One thing I can say for certain is “always hire people who are smarter than you are.” That quote came from the late, great cinematographer Harris Savides, by way of my director of photography, Sam Levy. This is true for everyone from actors to set decorators to poster designers. I had the great luck of being surrounded by people who were, indeed, smarter than me.

The other thing is that the title “director” isn’t quite right. It implies that everything is there in front of you, only needing to be “directed.” I think the French have it expressed more accurately, as the “réalisateur.” The director is the person who “realizes” the film. As in they cause it to happen, give it actualized form, make it exist. No one will ever know the films you don’t make, and they have no earthly reason for existence, other than that you realize them.

HOW DID YOU COME TO CAST SAOIRSE, AND WHAT MADE HER SO PERFECT FOR THE ROLE OF LADY BIRD?

I met with Saoirse Ronan at the Toronto Film Festival in 2015 when she was there for Brooklyn.

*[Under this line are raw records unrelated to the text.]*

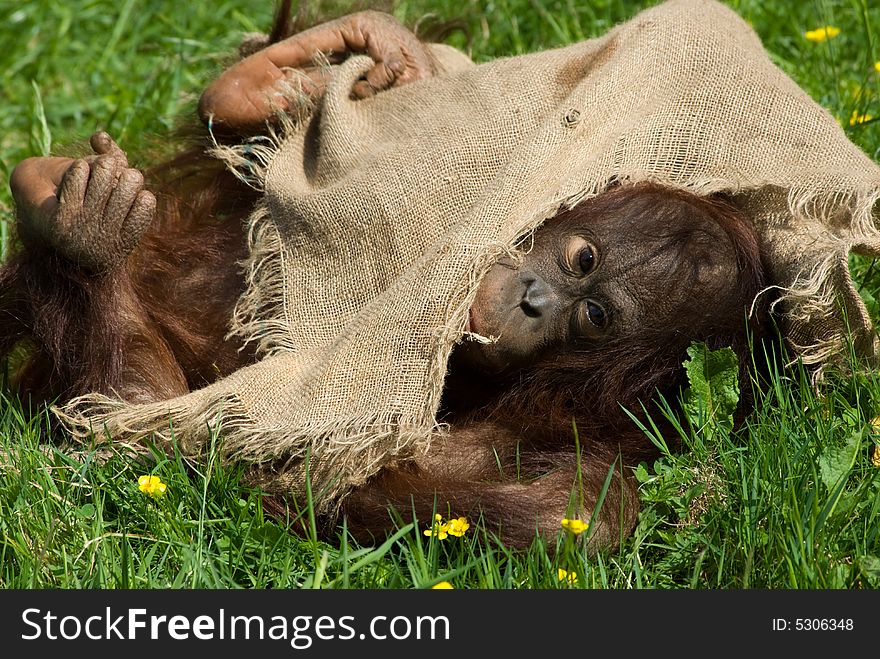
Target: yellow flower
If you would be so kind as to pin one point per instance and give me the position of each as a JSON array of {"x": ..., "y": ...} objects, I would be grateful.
[
  {"x": 857, "y": 118},
  {"x": 570, "y": 577},
  {"x": 457, "y": 527},
  {"x": 576, "y": 526},
  {"x": 822, "y": 33},
  {"x": 152, "y": 485},
  {"x": 439, "y": 529}
]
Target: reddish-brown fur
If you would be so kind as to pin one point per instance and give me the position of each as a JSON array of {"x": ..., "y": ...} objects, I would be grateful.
[{"x": 156, "y": 328}]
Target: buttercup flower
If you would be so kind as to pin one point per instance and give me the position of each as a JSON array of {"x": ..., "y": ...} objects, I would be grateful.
[
  {"x": 576, "y": 526},
  {"x": 857, "y": 118},
  {"x": 457, "y": 527},
  {"x": 152, "y": 485},
  {"x": 564, "y": 575},
  {"x": 822, "y": 33},
  {"x": 439, "y": 529}
]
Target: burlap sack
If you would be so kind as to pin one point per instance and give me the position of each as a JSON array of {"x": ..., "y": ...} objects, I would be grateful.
[{"x": 380, "y": 216}]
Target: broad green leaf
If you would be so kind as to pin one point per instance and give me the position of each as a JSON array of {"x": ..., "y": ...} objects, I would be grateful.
[
  {"x": 835, "y": 462},
  {"x": 710, "y": 401}
]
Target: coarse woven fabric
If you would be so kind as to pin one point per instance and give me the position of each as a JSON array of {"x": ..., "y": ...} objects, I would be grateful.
[{"x": 380, "y": 217}]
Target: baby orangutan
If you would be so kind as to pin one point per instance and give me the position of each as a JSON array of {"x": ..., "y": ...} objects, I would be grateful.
[{"x": 126, "y": 283}]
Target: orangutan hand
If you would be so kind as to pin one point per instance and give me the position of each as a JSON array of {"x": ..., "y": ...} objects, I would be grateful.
[
  {"x": 93, "y": 211},
  {"x": 249, "y": 92}
]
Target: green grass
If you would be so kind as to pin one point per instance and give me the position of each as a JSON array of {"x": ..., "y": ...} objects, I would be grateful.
[{"x": 789, "y": 500}]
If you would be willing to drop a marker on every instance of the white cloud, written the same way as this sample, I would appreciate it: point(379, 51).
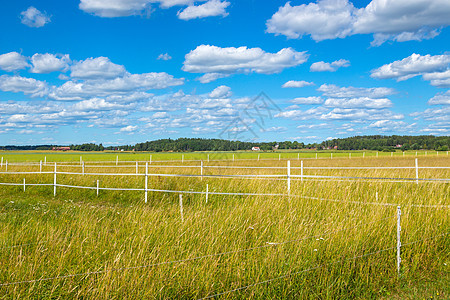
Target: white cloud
point(164, 56)
point(360, 114)
point(332, 90)
point(34, 18)
point(125, 8)
point(97, 104)
point(441, 114)
point(114, 8)
point(329, 67)
point(13, 61)
point(129, 128)
point(362, 102)
point(307, 100)
point(208, 9)
point(322, 20)
point(210, 77)
point(312, 113)
point(397, 20)
point(28, 86)
point(126, 85)
point(442, 98)
point(46, 63)
point(222, 91)
point(435, 68)
point(296, 84)
point(231, 60)
point(97, 68)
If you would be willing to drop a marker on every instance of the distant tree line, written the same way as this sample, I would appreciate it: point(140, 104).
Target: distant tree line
point(387, 143)
point(372, 142)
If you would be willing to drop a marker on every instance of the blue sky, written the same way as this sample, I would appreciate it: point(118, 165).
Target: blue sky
point(127, 71)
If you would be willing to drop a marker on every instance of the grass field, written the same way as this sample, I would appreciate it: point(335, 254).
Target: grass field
point(115, 246)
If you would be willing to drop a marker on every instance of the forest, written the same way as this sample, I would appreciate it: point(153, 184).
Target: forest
point(372, 142)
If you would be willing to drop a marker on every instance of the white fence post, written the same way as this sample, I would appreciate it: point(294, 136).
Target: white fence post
point(289, 176)
point(54, 181)
point(399, 243)
point(201, 170)
point(301, 170)
point(417, 172)
point(181, 207)
point(146, 182)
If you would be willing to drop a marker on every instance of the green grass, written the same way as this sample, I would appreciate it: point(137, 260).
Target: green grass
point(77, 232)
point(52, 156)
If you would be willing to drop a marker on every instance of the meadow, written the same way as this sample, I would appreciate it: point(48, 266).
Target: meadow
point(326, 239)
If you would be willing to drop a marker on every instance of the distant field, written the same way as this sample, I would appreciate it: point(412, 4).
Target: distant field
point(331, 239)
point(36, 156)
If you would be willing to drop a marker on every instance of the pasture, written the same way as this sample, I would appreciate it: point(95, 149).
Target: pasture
point(331, 235)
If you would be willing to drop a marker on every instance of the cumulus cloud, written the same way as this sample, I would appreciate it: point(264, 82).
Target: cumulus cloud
point(231, 60)
point(360, 114)
point(47, 63)
point(129, 83)
point(208, 9)
point(332, 90)
point(114, 8)
point(210, 77)
point(307, 100)
point(13, 61)
point(125, 8)
point(32, 17)
point(296, 84)
point(329, 67)
point(164, 56)
point(435, 69)
point(440, 99)
point(222, 91)
point(397, 20)
point(361, 102)
point(96, 68)
point(28, 86)
point(98, 104)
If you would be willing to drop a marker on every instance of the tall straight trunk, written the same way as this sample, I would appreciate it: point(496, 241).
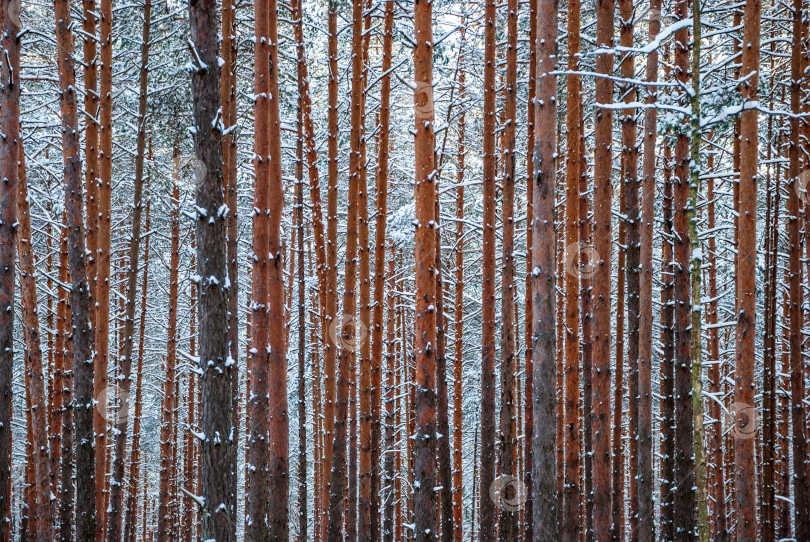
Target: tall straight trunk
point(643, 428)
point(218, 420)
point(391, 473)
point(715, 441)
point(227, 89)
point(683, 483)
point(66, 486)
point(571, 526)
point(9, 153)
point(103, 225)
point(330, 309)
point(302, 309)
point(381, 175)
point(39, 526)
point(801, 487)
point(425, 240)
point(165, 525)
point(487, 460)
point(630, 195)
point(544, 484)
point(135, 472)
point(508, 528)
point(267, 500)
point(528, 421)
point(602, 197)
point(82, 336)
point(125, 365)
point(745, 273)
point(667, 384)
point(343, 330)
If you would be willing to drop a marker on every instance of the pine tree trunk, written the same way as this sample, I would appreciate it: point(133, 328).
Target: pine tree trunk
point(487, 449)
point(744, 395)
point(135, 471)
point(165, 525)
point(9, 152)
point(602, 197)
point(218, 419)
point(39, 526)
point(82, 336)
point(344, 330)
point(121, 421)
point(544, 483)
point(267, 500)
point(507, 529)
point(801, 488)
point(643, 427)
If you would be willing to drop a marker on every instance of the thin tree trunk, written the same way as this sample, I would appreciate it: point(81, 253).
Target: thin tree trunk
point(801, 490)
point(269, 484)
point(570, 528)
point(124, 379)
point(130, 527)
point(344, 330)
point(744, 391)
point(458, 314)
point(643, 427)
point(487, 460)
point(40, 526)
point(82, 336)
point(508, 442)
point(165, 525)
point(544, 484)
point(218, 419)
point(9, 153)
point(630, 196)
point(602, 197)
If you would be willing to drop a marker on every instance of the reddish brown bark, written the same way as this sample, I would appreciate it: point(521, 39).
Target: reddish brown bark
point(571, 527)
point(121, 421)
point(801, 489)
point(267, 459)
point(82, 336)
point(164, 526)
point(458, 313)
point(745, 391)
point(643, 428)
point(544, 483)
point(602, 197)
point(507, 529)
point(9, 152)
point(425, 322)
point(345, 329)
point(487, 460)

I sat in her hotel room and read the entire script out loud with her. As soon as I heard her say the words, I knew beyond a doubt that she was Lady Bird. It was so different and so much better than I had imagined. She was willful and funny and heartbreaking, both universal and specific. She was going into rehearsals for The Crucible on Broadway, so it meant pushing the film for six months, but there was no other person who could have done it, it was hers two minutes into the read.

WHAT WAS THE PROCESS LIKE OF DEVELOPING THE CHARACTER WITH HER, AND HOW DID THAT CHARACTER EVOLVE THROUGH THE FILMING PROCESS?

The scripts I’ve written barely change at all during filming. Every single line is said the way it was written. Film is not primarily a medium of words, but I come to it from a love of theatre, so for me, the language is paramount.

However, the process of creating a character is a collage art. Saoirse was acting on Broadway, and I would feed her little pieces bit by bit. I would give her a novel or a poem or a song or a photograph. As we cast more people, I would gather them for mini-rehearsals. I wanted the actors to start creating a magical bubble of make-believe with each other.